Whether the module’s courses are offered during a specific semester is listed in the section Courses, Learning and Teaching Methods and Literature below.
|available module versions
MW2420 is a semester module
in German or English language
at Master’s level
which is offered in summer semester.
This module description is valid from SS 2019 to WS 2021/2.
• Basic knowledge of structural dynamics and vibroacoustics
• Mathematical foundations of optimization
• Linear and nonlinear optimization
• Numerical methods in optimization
• FEM-based optimization
• Topology Optimization
• Optimization in structural dynamics
• Optimization in vibroacoustics
Upon successful completion of the modul, students will be able to apply the applied methods of structural optimization and vibroacoustic problems in the industrial sectors. In addition, the students know the linear optimization problems, are able to grasp the possibilities and limits of optimization procedures, can apply them to structural dynamics and vibroacoustics and are able to solve optimal design in structural dynamics, vibration and acoustics by means of FEM under consideration of various influencing parameters.
Engineering Mechanics, Physics and Higher Mathematics (B.Sc. level), Basics of Kinematics / Dynamics
Learning and Teaching Methods
In the lecture learning contents are taught based on lecture and description via tablet PC and beamer. The script for the lectures and exercises will be uploaded to TUM-Moodle. The exercise is held as a computational exercise. For this purpose, the solution of which will be discussed in the exercise with the tutor. The exercise is designed so that in most cases, the tasks are already solved by the students in the preparation of the exercise and in the exercise only open questions are clarified. For tasks, it makes sense to visualize the solutions numerically with MATLAB and Abaqus (or Ansys). Finally, in a numerical optimization project, students are introduced to the handling of commercial FE software on the basis of a vibroacoustics problem. The students learn for example how to use the methods of structural and vibroacoustic optimization in the industrial sector and how to find an optimal design in structural dynamics, vibration control and acoustics using FEM, taking into account various influencing factors.

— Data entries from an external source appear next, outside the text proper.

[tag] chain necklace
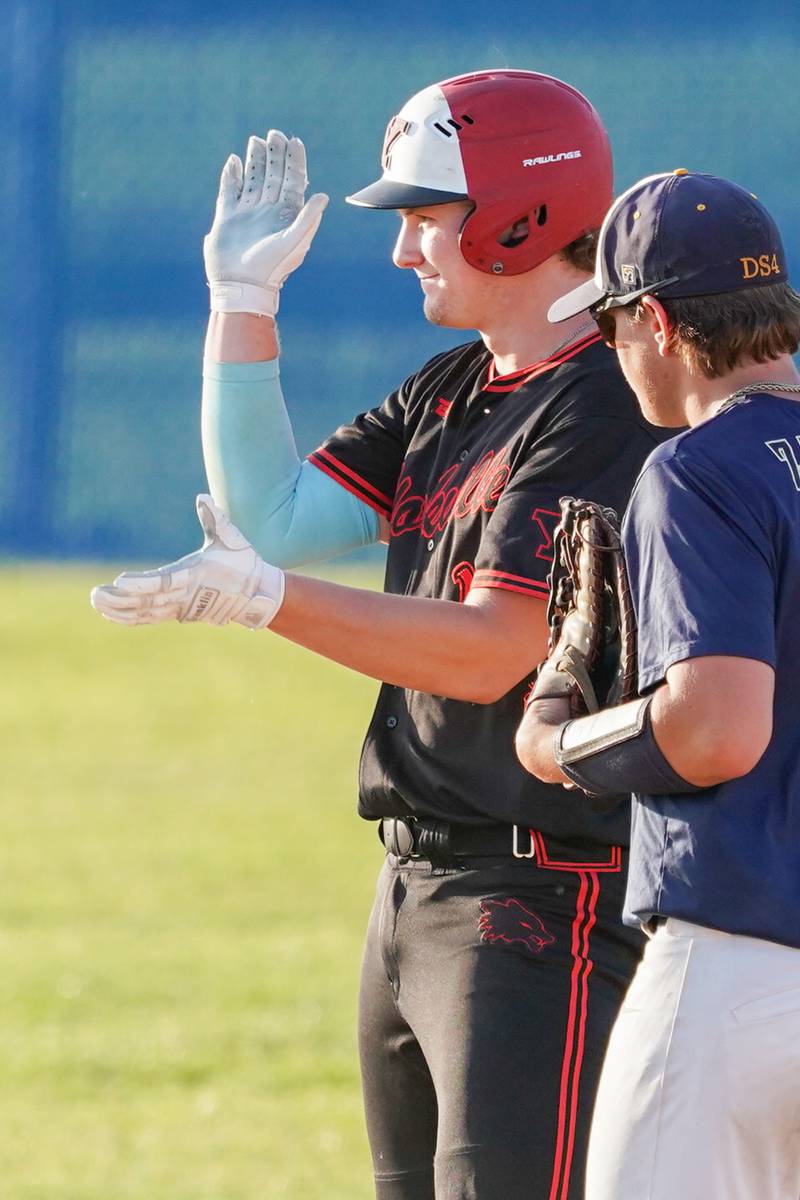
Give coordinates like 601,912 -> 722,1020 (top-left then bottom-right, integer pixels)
491,319 -> 597,381
715,380 -> 800,417
547,318 -> 597,360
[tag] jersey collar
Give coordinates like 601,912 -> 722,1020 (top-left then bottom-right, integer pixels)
485,332 -> 602,394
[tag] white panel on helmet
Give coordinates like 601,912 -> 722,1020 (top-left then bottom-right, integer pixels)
382,84 -> 469,195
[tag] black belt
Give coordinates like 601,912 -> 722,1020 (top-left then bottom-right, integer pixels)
380,816 -> 536,864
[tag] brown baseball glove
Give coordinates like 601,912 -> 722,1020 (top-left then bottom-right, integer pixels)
529,496 -> 637,716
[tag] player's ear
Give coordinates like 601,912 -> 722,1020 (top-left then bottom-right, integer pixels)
640,296 -> 673,358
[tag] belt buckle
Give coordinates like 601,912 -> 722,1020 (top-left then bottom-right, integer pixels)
512,825 -> 536,859
384,817 -> 418,860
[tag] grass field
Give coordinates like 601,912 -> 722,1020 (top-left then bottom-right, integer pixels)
1,564 -> 384,1199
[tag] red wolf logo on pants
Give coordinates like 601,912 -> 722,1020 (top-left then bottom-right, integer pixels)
478,897 -> 555,955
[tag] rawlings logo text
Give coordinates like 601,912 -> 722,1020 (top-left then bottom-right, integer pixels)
523,150 -> 582,167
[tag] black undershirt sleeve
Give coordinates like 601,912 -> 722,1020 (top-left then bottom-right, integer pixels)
307,382 -> 412,518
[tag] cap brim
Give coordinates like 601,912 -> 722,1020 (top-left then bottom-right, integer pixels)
547,278 -> 606,324
346,178 -> 468,209
548,273 -> 684,324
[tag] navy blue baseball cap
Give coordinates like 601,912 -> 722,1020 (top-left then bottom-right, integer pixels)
548,169 -> 789,323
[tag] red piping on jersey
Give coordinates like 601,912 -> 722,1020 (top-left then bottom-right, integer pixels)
308,448 -> 393,515
485,333 -> 602,393
471,568 -> 549,598
548,869 -> 600,1200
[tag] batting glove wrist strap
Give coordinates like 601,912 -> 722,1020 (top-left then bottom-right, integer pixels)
209,280 -> 281,317
178,554 -> 285,629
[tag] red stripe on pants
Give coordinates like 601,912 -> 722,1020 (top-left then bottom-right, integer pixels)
548,870 -> 600,1200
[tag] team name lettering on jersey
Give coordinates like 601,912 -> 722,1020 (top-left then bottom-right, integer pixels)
765,436 -> 800,490
390,449 -> 511,539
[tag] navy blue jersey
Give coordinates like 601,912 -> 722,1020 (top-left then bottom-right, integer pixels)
622,393 -> 800,947
310,334 -> 667,842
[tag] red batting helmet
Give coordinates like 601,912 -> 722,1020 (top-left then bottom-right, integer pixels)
347,69 -> 612,277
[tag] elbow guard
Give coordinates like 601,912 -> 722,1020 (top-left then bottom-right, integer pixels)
554,696 -> 703,797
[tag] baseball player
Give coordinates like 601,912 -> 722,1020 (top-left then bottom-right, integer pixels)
93,72 -> 670,1199
516,170 -> 800,1200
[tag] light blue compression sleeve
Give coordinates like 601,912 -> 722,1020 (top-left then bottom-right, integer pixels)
201,359 -> 380,568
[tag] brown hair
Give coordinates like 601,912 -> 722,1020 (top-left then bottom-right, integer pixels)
497,221 -> 599,272
561,230 -> 599,274
632,282 -> 800,379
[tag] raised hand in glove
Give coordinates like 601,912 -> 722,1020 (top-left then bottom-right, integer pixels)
90,496 -> 285,630
204,129 -> 328,317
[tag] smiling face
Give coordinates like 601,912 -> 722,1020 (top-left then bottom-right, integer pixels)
392,201 -> 500,330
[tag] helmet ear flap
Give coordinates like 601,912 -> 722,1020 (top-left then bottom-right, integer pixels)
459,201 -> 552,276
458,200 -> 477,235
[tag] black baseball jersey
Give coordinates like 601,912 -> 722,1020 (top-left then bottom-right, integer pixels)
309,333 -> 667,844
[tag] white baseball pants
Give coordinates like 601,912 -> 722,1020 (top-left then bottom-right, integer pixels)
586,917 -> 800,1200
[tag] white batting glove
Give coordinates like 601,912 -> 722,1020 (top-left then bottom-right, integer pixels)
90,495 -> 285,630
203,129 -> 328,317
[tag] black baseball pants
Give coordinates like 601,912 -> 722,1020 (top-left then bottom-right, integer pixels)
358,838 -> 643,1200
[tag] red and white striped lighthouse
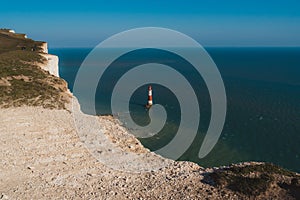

Media forms: lecture, presentation, tablet PC with video projector, blackboard
• J. S. Arora: Introduction to Optimum Design, Academic Press, 3rd edition, 2012.
• S. Marburg: Developments in Structural-Acoustic Optimization for Passive Noise Control, Archives of Computational Methods in Engineering, Vol. 9, 4, p. 291-370, 2002.
• C. Grimme, J. Bossek: Einführung in die Optimierung: Konzepte, Methoden und Anwendungen, Springer Vieweg, 2018.
Description of exams and course work
The module exam is held depending on the number of participants as a written exam (60min) or as an oral exam (20min). The decision will be told to the students at the beginning of the semester. Allowed as an auxiliary tool is a non-programmable calculator. The exam examines to what extent the students understand the basic concepts of optimization and how they can demonstrate solutions to concrete application problems in structural dynamics and vibroacoustics by means of numerical methods. In the exam, the students show for example that they know the linear optimization methods as well as their possibilities and limitations and apply them to structural dynamics and vibroacoustics. Furthermore, the students demonstrate that they can work out the relevant parameters of an optimization task and take them into account when solving the problem.
There is a possibility to take the exam in the following semester.